QuadRF, the $499 gadget that reads your neighbor's WiFi through walls and tracks drones in real-time

QuadRF

QuadRF is a radio phased-array device that uses a Raspberry Pi 5 paired with a time-level picosecond FPGA board. The result is a device capable of applying advanced beamforming to radio signals, identifying hidden WiFi networks behind walls and tracking flying drones in real-time. It is not a military lab prototype but a kit that anyone can order online.

The operation utilizes four coherent antennas that measure the differences in signal arrival times, providing a live RF overlay at 30 frames per second on smartphones or laptops. WiFi devices, wireless cameras, drones, and beacons thus become color-coded radio sources based on frequency, within an operating range of 4.9 to 6 GHz.

The base kit costs $499 on Crowd Supply and includes four interchangeable dual-polarization antennas, a preloaded 32 GB microSD card, and a 27W power supply. A mobile expansion package adds a battery and a smartphone holder, allowing users to carry the device and analyze the RF environment on the go.

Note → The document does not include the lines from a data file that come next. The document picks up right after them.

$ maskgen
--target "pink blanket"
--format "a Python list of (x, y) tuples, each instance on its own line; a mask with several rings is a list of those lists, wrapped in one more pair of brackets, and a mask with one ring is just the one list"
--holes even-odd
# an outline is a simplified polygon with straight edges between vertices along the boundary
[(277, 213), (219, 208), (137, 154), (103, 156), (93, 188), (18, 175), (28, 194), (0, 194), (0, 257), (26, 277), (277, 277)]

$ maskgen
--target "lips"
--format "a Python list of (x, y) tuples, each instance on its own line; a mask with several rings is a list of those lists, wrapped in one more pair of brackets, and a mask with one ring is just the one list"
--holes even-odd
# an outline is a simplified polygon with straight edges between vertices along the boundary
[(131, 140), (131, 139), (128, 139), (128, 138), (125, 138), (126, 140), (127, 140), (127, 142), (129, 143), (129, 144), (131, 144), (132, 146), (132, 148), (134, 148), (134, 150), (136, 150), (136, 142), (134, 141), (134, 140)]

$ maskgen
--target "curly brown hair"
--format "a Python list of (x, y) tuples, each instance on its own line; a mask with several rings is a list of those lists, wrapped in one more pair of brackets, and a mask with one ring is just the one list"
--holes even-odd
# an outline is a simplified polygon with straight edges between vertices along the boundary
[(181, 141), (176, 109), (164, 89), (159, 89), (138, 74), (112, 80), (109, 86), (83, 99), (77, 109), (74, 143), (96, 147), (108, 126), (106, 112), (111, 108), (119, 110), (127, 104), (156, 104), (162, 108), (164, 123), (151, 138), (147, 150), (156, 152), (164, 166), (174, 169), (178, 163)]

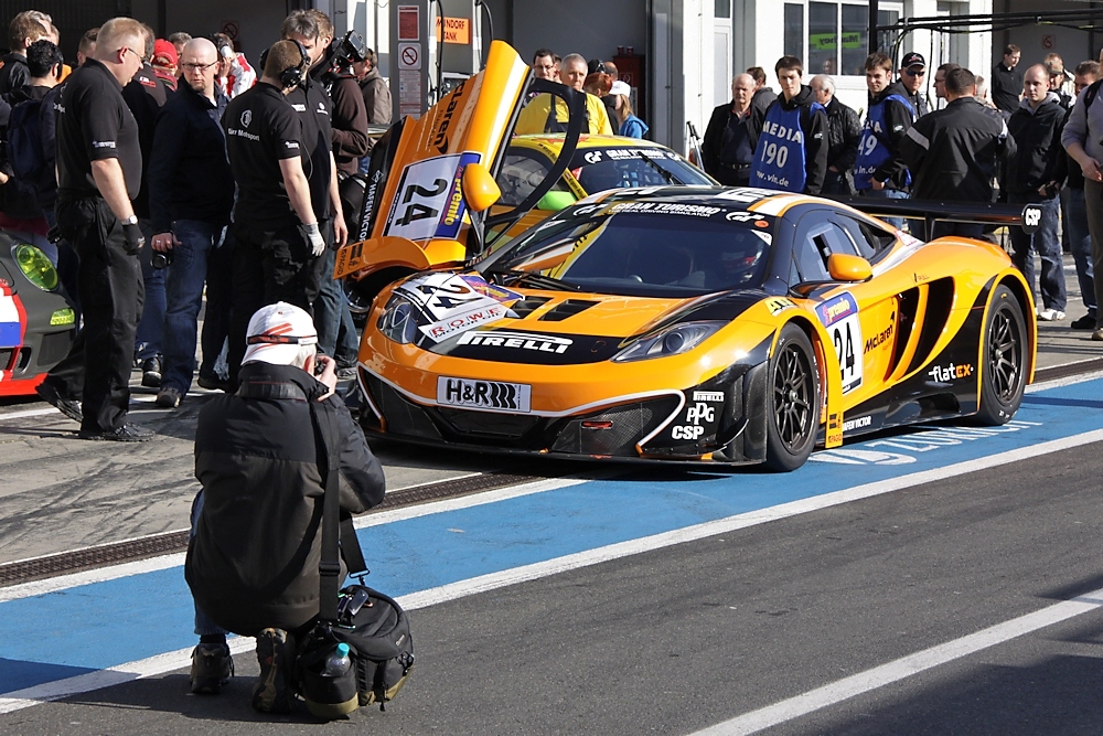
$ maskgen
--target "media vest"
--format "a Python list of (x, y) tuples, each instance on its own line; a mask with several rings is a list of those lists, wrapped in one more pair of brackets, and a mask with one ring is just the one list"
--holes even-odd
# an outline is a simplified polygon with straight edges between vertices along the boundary
[[(915, 108), (902, 95), (888, 95), (869, 106), (866, 125), (861, 128), (861, 140), (858, 141), (858, 158), (854, 162), (854, 188), (857, 190), (872, 189), (874, 172), (892, 158), (888, 135), (888, 120), (885, 116), (886, 103), (893, 100), (903, 105), (915, 121)], [(906, 183), (911, 184), (911, 172), (904, 174)]]
[[(807, 113), (814, 114), (817, 108), (822, 110), (823, 105), (814, 103)], [(803, 105), (785, 109), (780, 97), (767, 110), (762, 132), (754, 147), (751, 186), (783, 192), (804, 191), (807, 182), (807, 154), (804, 148), (805, 131), (801, 126), (803, 111)]]

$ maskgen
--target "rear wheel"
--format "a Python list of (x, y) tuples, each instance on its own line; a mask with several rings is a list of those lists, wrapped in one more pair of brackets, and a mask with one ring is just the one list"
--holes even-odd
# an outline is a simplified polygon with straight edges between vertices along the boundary
[(999, 285), (992, 295), (984, 323), (978, 424), (1006, 424), (1019, 410), (1027, 383), (1027, 346), (1022, 307), (1010, 289)]
[(820, 423), (820, 376), (808, 335), (786, 324), (770, 359), (765, 465), (788, 472), (812, 455)]

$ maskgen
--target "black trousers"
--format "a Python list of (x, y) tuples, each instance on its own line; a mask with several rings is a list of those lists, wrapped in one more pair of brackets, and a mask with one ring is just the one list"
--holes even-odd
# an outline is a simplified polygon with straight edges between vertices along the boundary
[(82, 429), (106, 431), (126, 423), (130, 406), (135, 332), (146, 299), (141, 265), (101, 198), (58, 198), (56, 212), (62, 236), (81, 258), (84, 329), (45, 380), (69, 398), (82, 397)]
[[(321, 288), (321, 269), (295, 225), (264, 230), (256, 225), (232, 226), (234, 247), (233, 313), (229, 319), (229, 385), (237, 390), (237, 373), (245, 358), (249, 319), (261, 307), (286, 301), (313, 317)], [(324, 237), (324, 233), (323, 233)]]

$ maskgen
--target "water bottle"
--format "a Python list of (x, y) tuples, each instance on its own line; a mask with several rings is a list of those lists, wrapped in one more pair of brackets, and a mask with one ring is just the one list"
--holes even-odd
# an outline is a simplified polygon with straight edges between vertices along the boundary
[(349, 644), (343, 641), (336, 646), (333, 653), (325, 658), (325, 666), (322, 668), (323, 678), (342, 678), (352, 669), (352, 659), (349, 657)]

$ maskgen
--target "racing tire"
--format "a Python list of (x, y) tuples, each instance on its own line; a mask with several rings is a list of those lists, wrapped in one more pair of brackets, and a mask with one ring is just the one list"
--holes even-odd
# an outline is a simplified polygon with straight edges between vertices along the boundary
[(820, 425), (820, 375), (808, 335), (786, 324), (770, 359), (765, 467), (796, 470), (812, 455)]
[(984, 321), (981, 401), (974, 417), (983, 426), (1007, 424), (1026, 391), (1027, 322), (1019, 300), (1000, 284), (992, 295)]

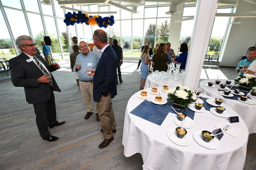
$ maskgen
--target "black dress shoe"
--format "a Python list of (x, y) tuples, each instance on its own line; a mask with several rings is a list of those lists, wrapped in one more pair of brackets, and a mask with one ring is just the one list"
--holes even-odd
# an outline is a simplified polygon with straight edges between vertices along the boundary
[(59, 139), (59, 138), (57, 137), (50, 135), (50, 137), (44, 140), (47, 140), (49, 142), (52, 142), (55, 140), (57, 140), (58, 139)]
[(114, 140), (114, 137), (112, 137), (110, 138), (109, 139), (104, 139), (104, 140), (103, 141), (103, 142), (102, 142), (101, 144), (100, 144), (100, 145), (99, 145), (99, 147), (100, 148), (104, 148), (105, 147), (106, 147), (110, 143), (113, 141), (113, 140)]
[[(101, 132), (102, 132), (102, 133), (103, 133), (103, 129), (101, 129)], [(112, 130), (112, 133), (116, 133), (116, 129), (115, 129), (115, 130)]]
[(65, 123), (65, 122), (66, 122), (65, 121), (62, 121), (61, 122), (57, 122), (57, 123), (56, 123), (56, 124), (55, 124), (54, 125), (53, 125), (53, 126), (49, 126), (49, 128), (53, 128), (54, 127), (54, 126), (60, 126), (61, 125), (63, 124), (64, 123)]

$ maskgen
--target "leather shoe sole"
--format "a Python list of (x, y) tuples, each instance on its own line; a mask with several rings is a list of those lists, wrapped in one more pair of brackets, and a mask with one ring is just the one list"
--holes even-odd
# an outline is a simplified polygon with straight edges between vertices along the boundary
[(91, 115), (93, 114), (93, 112), (87, 112), (87, 114), (85, 116), (85, 119), (88, 119), (90, 118)]
[(55, 125), (54, 125), (53, 126), (49, 126), (49, 128), (53, 128), (54, 126), (60, 126), (60, 125), (62, 125), (62, 124), (64, 124), (64, 123), (65, 123), (65, 122), (66, 122), (65, 121), (62, 121), (61, 122), (57, 122), (57, 123), (56, 123), (56, 124), (55, 124)]
[[(103, 133), (103, 129), (101, 129), (101, 132)], [(112, 133), (114, 133), (116, 132), (116, 129), (115, 129), (115, 130), (112, 130)]]
[(49, 137), (48, 138), (44, 140), (48, 141), (49, 142), (52, 142), (53, 141), (57, 140), (58, 139), (59, 139), (59, 138), (57, 137), (53, 136), (52, 135), (50, 135), (50, 137)]
[(111, 142), (113, 141), (113, 140), (114, 137), (112, 137), (111, 138), (109, 139), (105, 139), (101, 143), (101, 144), (100, 144), (100, 145), (99, 145), (99, 147), (100, 148), (103, 148), (106, 147), (108, 146), (108, 145), (109, 144), (110, 144)]

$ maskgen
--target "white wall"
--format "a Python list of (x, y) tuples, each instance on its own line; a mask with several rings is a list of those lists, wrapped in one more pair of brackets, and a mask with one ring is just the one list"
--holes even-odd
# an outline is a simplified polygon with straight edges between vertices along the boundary
[[(256, 5), (240, 0), (236, 13), (255, 12)], [(256, 17), (241, 18), (241, 24), (232, 24), (226, 42), (223, 41), (220, 65), (236, 67), (247, 49), (256, 43)]]

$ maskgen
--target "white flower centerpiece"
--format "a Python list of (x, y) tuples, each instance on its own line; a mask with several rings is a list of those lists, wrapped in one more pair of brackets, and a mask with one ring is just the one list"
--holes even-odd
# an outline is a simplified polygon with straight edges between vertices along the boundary
[(178, 85), (176, 88), (170, 89), (168, 92), (167, 99), (173, 100), (173, 107), (180, 110), (183, 110), (191, 102), (194, 102), (197, 97), (188, 87)]
[(249, 92), (252, 87), (256, 86), (256, 77), (252, 74), (245, 74), (235, 80), (234, 84), (238, 84), (239, 89), (245, 92)]

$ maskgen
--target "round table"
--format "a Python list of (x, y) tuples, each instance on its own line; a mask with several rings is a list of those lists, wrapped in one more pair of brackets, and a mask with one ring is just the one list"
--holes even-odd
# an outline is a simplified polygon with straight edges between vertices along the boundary
[[(215, 81), (215, 79), (208, 79), (204, 80), (199, 83), (199, 87), (200, 90), (204, 94), (211, 97), (214, 98), (218, 97), (218, 88), (215, 85), (214, 87), (209, 87), (203, 85), (208, 82)], [(226, 82), (227, 79), (220, 79), (222, 82)], [(233, 83), (234, 81), (229, 80)], [(219, 86), (218, 85), (218, 87)], [(252, 99), (256, 101), (256, 98), (251, 98)], [(227, 101), (227, 99), (223, 99), (224, 103)], [(244, 120), (248, 128), (250, 134), (256, 133), (256, 105), (252, 105), (244, 103), (237, 100), (230, 100), (227, 105), (233, 110), (235, 111)]]
[(166, 82), (167, 83), (167, 85), (170, 87), (176, 87), (177, 85), (182, 85), (183, 83), (183, 79), (180, 79), (178, 81), (175, 81), (173, 80), (171, 80), (164, 81), (156, 81), (155, 79), (153, 79), (152, 78), (152, 75), (153, 74), (148, 76), (145, 83), (145, 88), (153, 87), (154, 86), (154, 84), (155, 87), (163, 86), (165, 85)]
[[(159, 90), (161, 88), (159, 87)], [(147, 92), (151, 90), (151, 88), (145, 89)], [(225, 134), (219, 141), (218, 148), (209, 149), (197, 143), (193, 138), (193, 133), (205, 130), (211, 131), (216, 129), (214, 126), (219, 122), (224, 121), (228, 123), (229, 121), (208, 111), (202, 113), (195, 112), (194, 126), (186, 129), (192, 138), (192, 143), (187, 146), (180, 146), (172, 142), (167, 136), (169, 129), (175, 130), (178, 127), (173, 121), (174, 117), (177, 116), (172, 113), (174, 111), (171, 109), (171, 113), (168, 114), (161, 126), (130, 113), (145, 100), (137, 96), (141, 91), (130, 98), (126, 107), (122, 141), (126, 156), (140, 153), (144, 170), (243, 169), (249, 134), (246, 125), (241, 117), (239, 122), (232, 123), (232, 125), (242, 129), (238, 136), (233, 138)], [(152, 96), (156, 96), (149, 94)], [(163, 98), (167, 98), (167, 93), (163, 92), (160, 95)], [(202, 95), (211, 98), (203, 94)], [(147, 100), (150, 101), (149, 99)], [(225, 108), (230, 116), (238, 115), (229, 107)]]

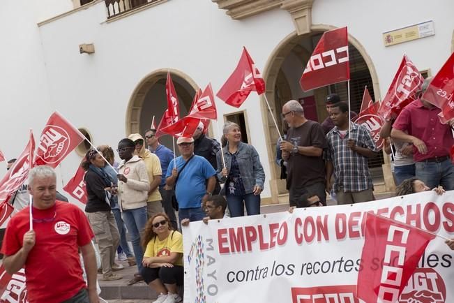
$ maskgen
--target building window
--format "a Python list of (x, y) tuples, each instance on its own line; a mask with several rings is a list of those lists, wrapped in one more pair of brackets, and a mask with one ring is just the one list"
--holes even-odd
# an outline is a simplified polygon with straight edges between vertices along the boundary
[[(245, 112), (238, 112), (232, 114), (224, 115), (224, 121), (230, 121), (237, 124), (240, 126), (240, 131), (241, 132), (241, 141), (244, 143), (249, 143), (249, 132), (248, 131), (248, 120)], [(222, 131), (222, 130), (221, 130)]]

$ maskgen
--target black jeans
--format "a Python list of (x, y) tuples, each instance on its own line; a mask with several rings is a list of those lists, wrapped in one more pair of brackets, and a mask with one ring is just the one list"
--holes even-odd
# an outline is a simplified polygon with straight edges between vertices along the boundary
[(159, 187), (159, 192), (162, 197), (161, 203), (165, 214), (167, 215), (170, 223), (174, 228), (174, 230), (178, 230), (178, 225), (176, 223), (176, 216), (175, 216), (175, 209), (172, 206), (172, 196), (175, 194), (173, 190), (166, 191), (164, 186)]
[(86, 288), (82, 288), (74, 297), (64, 300), (61, 303), (90, 303), (89, 292)]
[(183, 285), (184, 281), (184, 268), (183, 266), (175, 265), (173, 267), (144, 267), (140, 271), (144, 281), (147, 284), (159, 279), (164, 284)]

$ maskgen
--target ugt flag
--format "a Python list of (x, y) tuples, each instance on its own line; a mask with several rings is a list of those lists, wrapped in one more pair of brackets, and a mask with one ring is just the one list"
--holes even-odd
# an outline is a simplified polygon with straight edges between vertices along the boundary
[(68, 184), (65, 185), (63, 189), (77, 201), (86, 204), (88, 195), (85, 182), (84, 181), (84, 175), (85, 171), (81, 166), (79, 166), (74, 177), (68, 182)]
[[(423, 81), (424, 79), (416, 66), (404, 54), (399, 69), (379, 109), (380, 117), (387, 120), (391, 112), (398, 115), (405, 105), (416, 98), (416, 94), (421, 90)], [(396, 111), (396, 109), (398, 110)]]
[(161, 129), (162, 133), (172, 135), (175, 138), (190, 138), (197, 129), (200, 119), (192, 117), (185, 117), (172, 125)]
[(29, 177), (29, 172), (33, 167), (31, 159), (34, 151), (35, 138), (30, 130), (29, 142), (25, 149), (0, 181), (0, 202), (7, 200)]
[(170, 77), (170, 72), (167, 73), (167, 80), (165, 82), (165, 92), (167, 96), (167, 114), (172, 119), (172, 123), (178, 121), (180, 117), (180, 105), (174, 82)]
[(199, 119), (218, 119), (216, 104), (214, 102), (214, 96), (211, 83), (209, 83), (204, 92), (198, 96), (197, 99), (195, 99), (188, 117)]
[(307, 91), (350, 80), (347, 27), (325, 31), (308, 61), (300, 84)]
[(55, 168), (84, 139), (77, 128), (54, 112), (41, 133), (34, 165)]
[(361, 108), (359, 110), (359, 112), (363, 112), (368, 109), (370, 105), (374, 104), (374, 101), (372, 100), (370, 94), (369, 94), (369, 89), (368, 89), (368, 86), (366, 85), (364, 87), (364, 94), (363, 94), (363, 101), (361, 102)]
[[(371, 101), (372, 102), (372, 101)], [(353, 122), (365, 126), (372, 136), (375, 146), (378, 149), (381, 149), (384, 145), (383, 139), (380, 138), (380, 130), (383, 127), (384, 121), (378, 115), (378, 109), (380, 107), (379, 102), (372, 103), (365, 110), (352, 119)]]
[(451, 54), (421, 97), (441, 110), (442, 123), (454, 118), (454, 52)]
[(3, 265), (0, 266), (0, 302), (27, 303), (25, 269), (10, 275)]
[[(367, 303), (397, 302), (435, 235), (372, 213), (365, 220), (356, 296)], [(374, 266), (377, 260), (382, 267)]]
[(265, 81), (255, 67), (246, 47), (243, 47), (241, 58), (235, 71), (230, 75), (216, 96), (227, 104), (239, 108), (249, 94), (254, 91), (259, 95), (265, 92)]

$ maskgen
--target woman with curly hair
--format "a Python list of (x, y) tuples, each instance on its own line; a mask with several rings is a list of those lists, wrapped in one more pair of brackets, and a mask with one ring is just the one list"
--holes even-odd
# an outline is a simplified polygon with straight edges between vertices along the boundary
[(183, 235), (173, 230), (167, 214), (151, 217), (145, 226), (142, 245), (145, 249), (141, 275), (159, 296), (155, 303), (181, 301), (176, 286), (183, 285)]
[[(423, 181), (413, 177), (402, 181), (400, 185), (395, 189), (395, 195), (404, 195), (430, 190), (429, 186), (425, 185)], [(435, 187), (433, 190), (439, 195), (442, 195), (445, 191), (442, 186)]]
[(82, 163), (86, 172), (84, 177), (88, 195), (85, 212), (101, 256), (102, 280), (114, 281), (121, 279), (121, 276), (112, 271), (123, 269), (123, 266), (114, 262), (120, 235), (109, 203), (112, 180), (103, 170), (105, 163), (100, 153), (96, 149), (90, 149)]

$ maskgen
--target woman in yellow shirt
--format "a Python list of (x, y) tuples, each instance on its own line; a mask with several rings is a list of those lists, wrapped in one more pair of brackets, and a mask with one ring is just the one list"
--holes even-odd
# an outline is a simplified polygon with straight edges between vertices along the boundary
[(177, 285), (183, 285), (183, 235), (173, 230), (167, 214), (157, 214), (145, 226), (142, 246), (145, 249), (141, 271), (145, 282), (159, 296), (154, 303), (181, 301)]

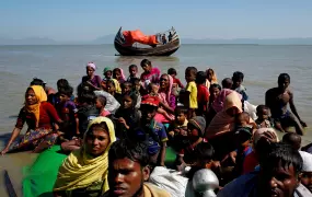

Behind the project lies the ambition for a radio array scalable to the Moon. QuadRF is developed by Martin McCormick, who previously worked at SpaceX on the team that created Dishy, the first Starlink terminal. The inspiration is clear: the stated goal of the project is to create a lunar-scale antenna array for Earth-Moon-Earth radio experiments and radio astronomy, chaining multiple QuadRF modules to achieve an EIRP of 1.15 MW in the most extreme configuration of 240 antennas.

In its current form, however, QuadRF remains a handheld device intended for local SDR applications. The transmission of I/Q data between the RF board and the Raspberry Pi 5 passes through the camera and display MIPI connectors, typically used for video peripherals, utilized here for over 5 Gbps of low-latency bandwidth. The team had to independently decode the MIPI protocol of the Pi 5's RP1 chip, leaving the PCIe connector free for high-speed storage or networking.

In practical tests, powering it on activates a WiFi hotspot to connect to for accessing a VNC interface via a browser, from which GNU Radio, SDR software, and an augmented reality viewer are launched. With the latter, a 5 GHz WiFi network on channel 100 appeared as a blue spot, while nearby networks showed up in red and green: however, the numerical scale of the values, in this still immature version, is not displayed on the screen.

The test with a DJI Mini Pro 4 drone flown behind the studio confirmed the tracking capability, although the lack of automatic gain control forced manual adjustment of sensitivity as the aircraft moved away. The crowdfunding campaign has already surpassed its expected goals, to the point that the team is transitioning from a 3D-printed shell to injection molding for mass production.

It should be noted that this is still pre-production hardware: like any crowdfunding campaign, promised delivery times are not a guarantee of adherence to deadlines.